Jewish ritual objects were desecrated, and pork was affixed to a student’s door.

Pork vandalism at the University of Denver, Feb. 2023. Source: StandWithUS.
Pork vandalism at the University of Denver, Feb. 2023. Source: StandWithUS.

From Feb. 9 to Feb. 12, three Jewish University of Denver students were targets of antisemitic attacks, including pork left at one student’s doorstep and smeared on the door, and mezuzot ripped off two students’ door frames. (Some news reports referred to the pork as “glued” to the door.)

A mezuzah is a ritual object that contains the Shema prayer written on parchment, affixed to Jewish doorposts. The attacker tampered with the scrolls in the students’ mezuzot, destroying one of them, according to StandWithUs.
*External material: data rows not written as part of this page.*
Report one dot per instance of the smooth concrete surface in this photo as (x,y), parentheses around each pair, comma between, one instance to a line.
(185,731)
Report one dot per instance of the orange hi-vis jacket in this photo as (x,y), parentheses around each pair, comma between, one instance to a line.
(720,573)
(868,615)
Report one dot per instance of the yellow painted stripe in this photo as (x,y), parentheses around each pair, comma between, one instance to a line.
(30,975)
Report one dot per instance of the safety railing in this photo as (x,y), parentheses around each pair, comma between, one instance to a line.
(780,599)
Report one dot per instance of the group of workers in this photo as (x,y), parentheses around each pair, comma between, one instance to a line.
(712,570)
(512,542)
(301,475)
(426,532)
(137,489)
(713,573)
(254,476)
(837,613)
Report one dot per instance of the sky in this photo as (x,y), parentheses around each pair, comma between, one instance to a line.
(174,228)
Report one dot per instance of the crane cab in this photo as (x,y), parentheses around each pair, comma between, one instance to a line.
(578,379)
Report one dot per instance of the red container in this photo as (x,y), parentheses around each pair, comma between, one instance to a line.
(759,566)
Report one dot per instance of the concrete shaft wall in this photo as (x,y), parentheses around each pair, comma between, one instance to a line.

“The students are all identifiable Jews or Jewish leaders on campus,” the international nonprofit stated.

StandWithUs said that vandalism of mezuzot is on the rise in the county but these attacks were particularly shocking given the way they centered on Jewish religious practice, including the prohibition against consuming pork.

The private, nearly 160-year-old university, which has an enrollment of about 14,000, condemned the incidents and opened an investigation. “We stand together in deploring these acts and in committing ourselves to promoting a warm, welcoming campus in which all community members can thrive,” the school stated on Twitter.

A statement on the university website mentioned the attacks were antisemitic but generalized its commitment to “a warm, welcoming campus in which all community members can thrive.”

The university’s undergraduate student body is estimated to be about 10% Jewish, reported CBS Colorado. “Small acts of hate lead to bigger ones and make life unsafe for all students,” the university’s Hillel stated.

Roz Rothstein, CEO of StandWithUs, said that as a daughter of Holocaust survivors she is “shocked and horrified by the religious nature of these antisemitic assaults taking place in 2023.” That both anti-Israel and antisemitic incidents are on the rise is not a coincidence, she added.